On y suit Galdric, dit « Cœur de fer », qui fuit la vallée de Sayo où l’armée hongroise a subi une lourde défaite face aux armées mongoles. Le début est peut-être une source d’inspiration pour l’ouverture du premier tome de Cosaques, tant la scène y ressemble. Très vite, Mora nous montre ce qui vaut le sobriquet à notre héros : aucune flèche ni aucune lame ne peut l’atteindre au cœur. En revanche, il peut-être blessé au bras. Les péripéties sont nombreuses : Galdric échappe à des brigands, sauve la princesse héritière, affronte la cour du roi Sandor qui s’est allié à l’envahisseur et usurpé le trône de son frère Bela, utilise un stratagème à base de sosie (un brin inspiré du Prisonnier de Zenda) afin de susciter une révolution…

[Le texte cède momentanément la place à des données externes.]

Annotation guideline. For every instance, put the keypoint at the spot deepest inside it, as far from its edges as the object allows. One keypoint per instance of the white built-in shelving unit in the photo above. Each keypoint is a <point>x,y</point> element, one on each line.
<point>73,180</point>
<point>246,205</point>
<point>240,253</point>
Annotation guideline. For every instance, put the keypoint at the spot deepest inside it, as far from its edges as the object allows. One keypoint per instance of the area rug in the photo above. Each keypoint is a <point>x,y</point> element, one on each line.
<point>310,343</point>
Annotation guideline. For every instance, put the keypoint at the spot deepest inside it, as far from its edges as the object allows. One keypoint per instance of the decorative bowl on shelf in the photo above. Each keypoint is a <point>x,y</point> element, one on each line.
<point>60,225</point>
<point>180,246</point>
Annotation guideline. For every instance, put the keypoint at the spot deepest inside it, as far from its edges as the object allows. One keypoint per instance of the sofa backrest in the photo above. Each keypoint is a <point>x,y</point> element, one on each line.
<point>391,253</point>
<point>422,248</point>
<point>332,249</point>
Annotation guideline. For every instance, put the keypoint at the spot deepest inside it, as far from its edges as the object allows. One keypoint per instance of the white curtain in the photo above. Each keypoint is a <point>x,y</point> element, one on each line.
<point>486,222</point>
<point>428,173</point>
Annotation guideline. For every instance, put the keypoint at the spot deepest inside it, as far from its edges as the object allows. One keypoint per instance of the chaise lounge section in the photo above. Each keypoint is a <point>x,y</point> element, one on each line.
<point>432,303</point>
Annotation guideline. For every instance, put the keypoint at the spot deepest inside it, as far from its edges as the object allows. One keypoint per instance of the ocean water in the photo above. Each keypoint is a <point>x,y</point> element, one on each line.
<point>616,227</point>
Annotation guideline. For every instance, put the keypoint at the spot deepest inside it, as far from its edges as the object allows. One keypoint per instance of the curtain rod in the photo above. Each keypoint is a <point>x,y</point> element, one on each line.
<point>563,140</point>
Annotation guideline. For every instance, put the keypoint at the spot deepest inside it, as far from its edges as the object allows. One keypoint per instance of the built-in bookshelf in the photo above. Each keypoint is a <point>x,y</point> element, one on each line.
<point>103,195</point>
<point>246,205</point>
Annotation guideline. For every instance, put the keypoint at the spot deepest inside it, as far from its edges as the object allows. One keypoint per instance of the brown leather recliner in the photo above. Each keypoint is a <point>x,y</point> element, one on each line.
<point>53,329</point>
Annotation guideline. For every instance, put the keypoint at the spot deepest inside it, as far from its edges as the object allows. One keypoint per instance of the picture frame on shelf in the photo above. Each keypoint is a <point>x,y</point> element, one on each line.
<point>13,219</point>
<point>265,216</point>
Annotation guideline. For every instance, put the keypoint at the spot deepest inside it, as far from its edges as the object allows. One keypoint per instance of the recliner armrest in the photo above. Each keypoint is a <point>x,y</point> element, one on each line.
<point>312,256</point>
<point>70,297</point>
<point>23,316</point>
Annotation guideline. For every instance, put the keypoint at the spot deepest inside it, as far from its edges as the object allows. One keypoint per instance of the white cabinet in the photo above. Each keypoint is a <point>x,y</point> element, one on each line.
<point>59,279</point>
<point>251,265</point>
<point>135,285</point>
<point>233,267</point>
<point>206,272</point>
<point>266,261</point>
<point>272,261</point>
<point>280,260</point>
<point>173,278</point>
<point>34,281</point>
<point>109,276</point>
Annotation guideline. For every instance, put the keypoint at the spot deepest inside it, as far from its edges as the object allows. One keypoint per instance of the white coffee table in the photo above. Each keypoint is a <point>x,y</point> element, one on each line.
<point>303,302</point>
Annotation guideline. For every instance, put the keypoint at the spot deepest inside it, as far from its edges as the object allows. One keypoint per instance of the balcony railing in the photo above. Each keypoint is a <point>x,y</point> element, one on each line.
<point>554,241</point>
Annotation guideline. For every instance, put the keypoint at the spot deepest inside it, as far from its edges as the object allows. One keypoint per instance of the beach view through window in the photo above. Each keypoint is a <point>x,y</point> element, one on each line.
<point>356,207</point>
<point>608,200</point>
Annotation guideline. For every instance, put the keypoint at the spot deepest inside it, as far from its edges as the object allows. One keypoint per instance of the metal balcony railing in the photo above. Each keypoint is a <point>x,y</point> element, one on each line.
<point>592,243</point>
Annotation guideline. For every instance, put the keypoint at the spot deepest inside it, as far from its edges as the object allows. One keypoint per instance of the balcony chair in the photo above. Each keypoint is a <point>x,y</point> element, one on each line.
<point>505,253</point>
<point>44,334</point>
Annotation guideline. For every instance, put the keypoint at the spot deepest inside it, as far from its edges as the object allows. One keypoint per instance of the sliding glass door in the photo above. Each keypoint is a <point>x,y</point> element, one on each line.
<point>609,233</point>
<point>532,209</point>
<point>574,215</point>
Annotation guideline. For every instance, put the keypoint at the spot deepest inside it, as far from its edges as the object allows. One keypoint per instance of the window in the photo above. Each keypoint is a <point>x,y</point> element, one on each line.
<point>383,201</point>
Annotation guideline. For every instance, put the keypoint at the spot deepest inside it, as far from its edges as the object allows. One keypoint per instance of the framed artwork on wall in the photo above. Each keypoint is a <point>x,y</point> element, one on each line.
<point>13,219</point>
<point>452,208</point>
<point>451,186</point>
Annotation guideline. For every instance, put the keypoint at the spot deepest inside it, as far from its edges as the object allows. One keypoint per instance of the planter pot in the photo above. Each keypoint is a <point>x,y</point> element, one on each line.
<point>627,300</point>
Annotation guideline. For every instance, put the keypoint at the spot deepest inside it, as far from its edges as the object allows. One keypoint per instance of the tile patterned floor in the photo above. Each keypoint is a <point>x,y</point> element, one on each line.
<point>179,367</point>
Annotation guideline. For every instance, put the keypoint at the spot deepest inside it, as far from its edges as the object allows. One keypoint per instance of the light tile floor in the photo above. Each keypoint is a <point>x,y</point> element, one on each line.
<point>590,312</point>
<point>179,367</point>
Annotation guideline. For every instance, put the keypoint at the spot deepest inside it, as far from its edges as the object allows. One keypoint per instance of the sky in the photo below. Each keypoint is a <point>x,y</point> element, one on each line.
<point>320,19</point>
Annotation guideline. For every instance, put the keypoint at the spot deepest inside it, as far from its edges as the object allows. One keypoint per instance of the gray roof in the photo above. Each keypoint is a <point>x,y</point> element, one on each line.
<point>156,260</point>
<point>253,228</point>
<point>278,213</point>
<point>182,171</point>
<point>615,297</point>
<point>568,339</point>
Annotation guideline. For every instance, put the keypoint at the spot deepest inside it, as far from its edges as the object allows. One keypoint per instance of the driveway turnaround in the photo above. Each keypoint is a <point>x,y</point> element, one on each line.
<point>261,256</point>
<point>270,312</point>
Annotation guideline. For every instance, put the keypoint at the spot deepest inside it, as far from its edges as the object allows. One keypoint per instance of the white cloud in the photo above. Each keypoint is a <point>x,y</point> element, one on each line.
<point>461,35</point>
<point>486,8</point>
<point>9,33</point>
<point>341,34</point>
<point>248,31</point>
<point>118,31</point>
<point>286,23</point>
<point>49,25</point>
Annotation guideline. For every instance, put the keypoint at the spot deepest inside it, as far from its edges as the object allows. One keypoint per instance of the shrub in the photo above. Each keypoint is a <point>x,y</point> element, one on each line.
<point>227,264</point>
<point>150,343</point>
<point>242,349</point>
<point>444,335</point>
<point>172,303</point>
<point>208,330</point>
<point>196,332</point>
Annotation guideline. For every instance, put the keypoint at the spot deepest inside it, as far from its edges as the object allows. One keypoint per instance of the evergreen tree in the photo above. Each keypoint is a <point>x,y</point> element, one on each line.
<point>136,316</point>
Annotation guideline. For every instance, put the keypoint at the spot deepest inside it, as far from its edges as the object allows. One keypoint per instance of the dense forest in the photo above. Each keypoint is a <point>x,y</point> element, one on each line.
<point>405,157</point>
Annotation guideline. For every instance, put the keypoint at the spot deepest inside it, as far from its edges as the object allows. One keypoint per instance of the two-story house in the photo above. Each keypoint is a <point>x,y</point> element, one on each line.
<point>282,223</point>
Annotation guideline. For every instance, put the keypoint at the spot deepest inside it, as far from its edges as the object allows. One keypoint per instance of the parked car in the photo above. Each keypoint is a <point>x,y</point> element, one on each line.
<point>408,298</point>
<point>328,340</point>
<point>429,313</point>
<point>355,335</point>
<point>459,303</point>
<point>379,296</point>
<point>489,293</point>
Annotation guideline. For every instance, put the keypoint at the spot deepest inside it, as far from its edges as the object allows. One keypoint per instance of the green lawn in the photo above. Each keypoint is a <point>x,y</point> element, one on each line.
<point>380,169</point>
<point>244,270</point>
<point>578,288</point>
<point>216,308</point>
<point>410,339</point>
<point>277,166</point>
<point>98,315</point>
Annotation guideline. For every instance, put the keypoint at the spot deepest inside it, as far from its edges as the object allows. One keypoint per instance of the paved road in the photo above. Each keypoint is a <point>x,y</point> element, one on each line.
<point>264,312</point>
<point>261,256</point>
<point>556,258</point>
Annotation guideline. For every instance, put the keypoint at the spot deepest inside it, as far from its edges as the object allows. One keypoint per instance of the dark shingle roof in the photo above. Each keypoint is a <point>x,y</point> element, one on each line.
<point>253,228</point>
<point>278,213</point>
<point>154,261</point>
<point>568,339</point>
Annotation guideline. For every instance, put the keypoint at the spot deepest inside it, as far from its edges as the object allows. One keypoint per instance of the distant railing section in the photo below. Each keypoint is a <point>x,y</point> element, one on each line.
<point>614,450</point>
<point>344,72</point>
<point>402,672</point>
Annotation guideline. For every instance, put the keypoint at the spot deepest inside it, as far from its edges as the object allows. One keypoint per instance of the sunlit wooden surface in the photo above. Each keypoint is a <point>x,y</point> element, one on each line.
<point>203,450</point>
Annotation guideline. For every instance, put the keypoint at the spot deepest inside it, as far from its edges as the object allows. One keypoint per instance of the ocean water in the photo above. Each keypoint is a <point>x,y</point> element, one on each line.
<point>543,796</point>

Vers la fin du récit, magnifique dessiné par un De La Fuente en forme, très narratif et servi par un très beau lettrage, on apprend les origines des étranges capacités de « Cœur de Fer » qui, à la dernière page, décide de repartir à l’aventure, tenté par l’exploration de territoires inconnus. Un petit feuilleton aux ficelles bien épaisses mais à la grâce absolue.